Le ministre de la justice, Bernard Gousse, met en cause les “chimères” Lavalas dans les actes de banditisme enregistrés ces derniers temps notamment à travers la capitale. Il fait remarquer que ces “chimères” qui percevaient des salaires de l’administration publique sont aujourd’hui aux abois. Une vague de licenciements a été enregistrée notamment à la TELECO et à l’Organisme d’assurance-vieillesse, qui abritaient de nombreux partisans de l’ancien régime.

>>> En bref

Robert Ulysse, ministre sans portefeuille chargé de liaison avec la Présidence, a remis sa démission. Il veut avoir la possibilité de se présenter aux élections. Or l’accord politique du 6 avril interdit à tout membre du gouvernement intérimaire d’être candidat à une fonction élective

Deux Haïtiens soupçonnés de violations des droits de l'Homme sous la dictature du général Cédras ont été arrêtés en Floride et doivent être prochainement expulsés en Haïti. Il s’agit de Vital César, un ancien membre du FRAPH, et de Jonas Charles, un ancien militaire.

Une cinquantaine d’ouvriers ont dénoncé devant la presse, le comportement des responsables de la compagnie Confection et emballage, Marie Louise et Charles Becker. Ils leur reprochent d’avoir licencié 300 employés à la fin du mois de février sans leur verser des prestations légales. Charles Becker est un des responsables du Groupe des 184, qui prône un nouveau contrat social. Les ouvriers licenciés font valoir que dans leur entreprise aucun contrat écrit n’a été signé entre les patrons et les ouvriers.

Le président provisoire, Me Boniface Alexandre, a décidé de ne pas effectuer la visite traditionnelle à l’Arcahaie le 18 mai, lors de la fête du drapeau et de l’Université. Il a pris cette décision après avoir visité l’Hôpital de l’Université d’Etat d’Haïti. Il a demandé que les fonds prévus pour sa visite à l’Arcahaie soient mis à la disposition de l’hôpital.

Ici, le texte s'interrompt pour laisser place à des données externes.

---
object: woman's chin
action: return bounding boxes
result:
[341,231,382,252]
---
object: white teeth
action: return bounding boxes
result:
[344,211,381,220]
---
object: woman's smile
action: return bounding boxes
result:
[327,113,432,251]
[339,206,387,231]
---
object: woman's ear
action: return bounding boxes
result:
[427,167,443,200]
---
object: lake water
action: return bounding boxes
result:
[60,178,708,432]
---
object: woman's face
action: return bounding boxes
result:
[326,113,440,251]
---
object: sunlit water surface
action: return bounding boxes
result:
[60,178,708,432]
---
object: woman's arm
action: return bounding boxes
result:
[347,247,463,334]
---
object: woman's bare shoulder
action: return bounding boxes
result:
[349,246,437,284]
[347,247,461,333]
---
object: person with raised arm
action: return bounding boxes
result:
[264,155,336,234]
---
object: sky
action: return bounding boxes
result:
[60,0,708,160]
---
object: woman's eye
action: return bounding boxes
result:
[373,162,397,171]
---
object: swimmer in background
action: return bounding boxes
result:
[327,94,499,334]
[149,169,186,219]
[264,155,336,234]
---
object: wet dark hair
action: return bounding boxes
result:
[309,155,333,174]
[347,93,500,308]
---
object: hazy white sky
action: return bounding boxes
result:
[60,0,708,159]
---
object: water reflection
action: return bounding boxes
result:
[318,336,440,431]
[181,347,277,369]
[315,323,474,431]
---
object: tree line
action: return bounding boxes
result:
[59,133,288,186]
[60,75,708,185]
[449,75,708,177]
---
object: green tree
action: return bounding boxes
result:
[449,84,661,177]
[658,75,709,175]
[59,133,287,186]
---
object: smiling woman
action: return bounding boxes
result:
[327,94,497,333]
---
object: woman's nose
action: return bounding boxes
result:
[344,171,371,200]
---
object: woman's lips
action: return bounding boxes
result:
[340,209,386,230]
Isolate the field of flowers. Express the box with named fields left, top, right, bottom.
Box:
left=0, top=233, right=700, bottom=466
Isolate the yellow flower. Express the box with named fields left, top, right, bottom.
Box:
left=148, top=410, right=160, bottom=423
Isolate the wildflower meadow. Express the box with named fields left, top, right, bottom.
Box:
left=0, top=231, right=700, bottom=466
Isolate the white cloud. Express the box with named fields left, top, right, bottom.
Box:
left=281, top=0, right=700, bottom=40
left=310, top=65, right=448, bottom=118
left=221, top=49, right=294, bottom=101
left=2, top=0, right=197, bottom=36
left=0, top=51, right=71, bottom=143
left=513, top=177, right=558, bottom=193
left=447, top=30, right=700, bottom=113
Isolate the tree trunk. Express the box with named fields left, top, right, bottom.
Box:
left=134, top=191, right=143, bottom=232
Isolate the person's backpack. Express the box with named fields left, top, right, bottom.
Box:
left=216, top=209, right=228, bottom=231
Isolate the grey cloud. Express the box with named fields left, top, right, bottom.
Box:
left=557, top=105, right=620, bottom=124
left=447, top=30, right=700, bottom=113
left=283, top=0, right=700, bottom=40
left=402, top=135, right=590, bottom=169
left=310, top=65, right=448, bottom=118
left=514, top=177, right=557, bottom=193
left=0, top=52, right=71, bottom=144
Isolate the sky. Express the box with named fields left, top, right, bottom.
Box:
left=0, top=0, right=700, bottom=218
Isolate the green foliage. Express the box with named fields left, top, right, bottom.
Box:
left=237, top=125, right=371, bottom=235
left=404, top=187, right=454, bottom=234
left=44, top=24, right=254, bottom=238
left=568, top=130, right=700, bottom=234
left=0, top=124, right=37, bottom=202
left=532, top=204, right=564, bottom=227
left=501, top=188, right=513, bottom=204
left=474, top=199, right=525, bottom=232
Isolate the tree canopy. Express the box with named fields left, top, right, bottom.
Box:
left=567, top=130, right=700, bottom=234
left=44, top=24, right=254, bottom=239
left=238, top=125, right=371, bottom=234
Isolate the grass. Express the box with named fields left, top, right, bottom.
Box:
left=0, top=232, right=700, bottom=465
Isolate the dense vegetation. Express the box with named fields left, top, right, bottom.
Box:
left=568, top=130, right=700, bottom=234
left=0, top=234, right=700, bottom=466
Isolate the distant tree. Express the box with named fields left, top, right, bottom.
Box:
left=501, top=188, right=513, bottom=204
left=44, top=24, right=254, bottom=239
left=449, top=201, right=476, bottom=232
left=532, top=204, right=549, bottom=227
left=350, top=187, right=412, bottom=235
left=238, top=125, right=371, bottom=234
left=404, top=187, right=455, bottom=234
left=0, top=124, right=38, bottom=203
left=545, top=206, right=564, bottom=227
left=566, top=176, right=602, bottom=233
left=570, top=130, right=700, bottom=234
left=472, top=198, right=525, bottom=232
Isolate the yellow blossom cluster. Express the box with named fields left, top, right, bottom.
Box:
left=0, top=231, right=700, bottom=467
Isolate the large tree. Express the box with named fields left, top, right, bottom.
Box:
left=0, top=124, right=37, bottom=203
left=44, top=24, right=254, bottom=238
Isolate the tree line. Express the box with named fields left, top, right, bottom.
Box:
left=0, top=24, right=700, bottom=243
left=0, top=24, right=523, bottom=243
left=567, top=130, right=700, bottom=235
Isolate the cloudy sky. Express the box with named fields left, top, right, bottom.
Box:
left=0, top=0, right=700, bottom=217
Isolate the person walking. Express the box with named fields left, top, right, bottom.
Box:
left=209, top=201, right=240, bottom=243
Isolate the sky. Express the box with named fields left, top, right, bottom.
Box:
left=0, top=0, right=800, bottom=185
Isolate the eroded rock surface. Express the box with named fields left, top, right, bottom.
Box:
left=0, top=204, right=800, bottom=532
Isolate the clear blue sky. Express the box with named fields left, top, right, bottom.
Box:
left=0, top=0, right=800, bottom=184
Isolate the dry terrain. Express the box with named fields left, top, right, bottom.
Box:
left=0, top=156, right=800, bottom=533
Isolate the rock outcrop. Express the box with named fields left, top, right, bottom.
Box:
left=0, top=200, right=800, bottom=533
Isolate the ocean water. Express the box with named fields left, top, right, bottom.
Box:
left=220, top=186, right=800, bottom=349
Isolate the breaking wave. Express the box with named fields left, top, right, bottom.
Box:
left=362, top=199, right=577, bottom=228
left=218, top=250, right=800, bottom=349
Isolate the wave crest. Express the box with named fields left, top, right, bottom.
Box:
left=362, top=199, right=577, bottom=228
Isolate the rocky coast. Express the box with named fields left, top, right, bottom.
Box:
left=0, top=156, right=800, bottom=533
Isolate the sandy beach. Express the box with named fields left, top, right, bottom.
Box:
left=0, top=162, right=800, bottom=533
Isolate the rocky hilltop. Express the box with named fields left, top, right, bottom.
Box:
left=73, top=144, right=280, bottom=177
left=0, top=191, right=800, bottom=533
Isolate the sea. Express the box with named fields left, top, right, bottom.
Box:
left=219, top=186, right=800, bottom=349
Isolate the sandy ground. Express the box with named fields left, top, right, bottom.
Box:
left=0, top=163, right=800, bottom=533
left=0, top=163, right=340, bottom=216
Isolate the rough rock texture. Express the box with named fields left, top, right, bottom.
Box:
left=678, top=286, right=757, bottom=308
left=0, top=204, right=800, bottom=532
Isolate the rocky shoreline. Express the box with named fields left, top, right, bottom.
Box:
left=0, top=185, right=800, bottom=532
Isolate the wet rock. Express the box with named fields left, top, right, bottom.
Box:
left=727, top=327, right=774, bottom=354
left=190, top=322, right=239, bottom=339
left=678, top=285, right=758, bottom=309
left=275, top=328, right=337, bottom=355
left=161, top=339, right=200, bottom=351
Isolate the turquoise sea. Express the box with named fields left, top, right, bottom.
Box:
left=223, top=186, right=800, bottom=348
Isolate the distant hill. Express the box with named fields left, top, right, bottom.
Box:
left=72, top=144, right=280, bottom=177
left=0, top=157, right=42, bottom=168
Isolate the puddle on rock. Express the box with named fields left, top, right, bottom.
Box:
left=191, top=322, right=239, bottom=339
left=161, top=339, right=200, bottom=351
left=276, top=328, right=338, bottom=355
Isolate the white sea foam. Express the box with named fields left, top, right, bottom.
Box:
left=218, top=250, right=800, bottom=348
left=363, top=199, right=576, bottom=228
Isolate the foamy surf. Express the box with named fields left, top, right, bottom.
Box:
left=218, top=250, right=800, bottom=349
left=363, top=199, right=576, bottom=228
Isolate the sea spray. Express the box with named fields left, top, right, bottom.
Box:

Leonel Fernandez, qui a dirigé la République dominicaine de 1996 à 2000, a été réélu pour un nouveau mandat dès le premier tour de l'élection présidentielle. La journée électorale, marquée par une forte participation, a été assombrie par quelques incidents, qui ont fait six morts et sept blessés. Les opérations de vote ont été surveillées par 3.000 observateurs d'organisations civiles et 300 étrangers de l’OEA et du Centre Carter.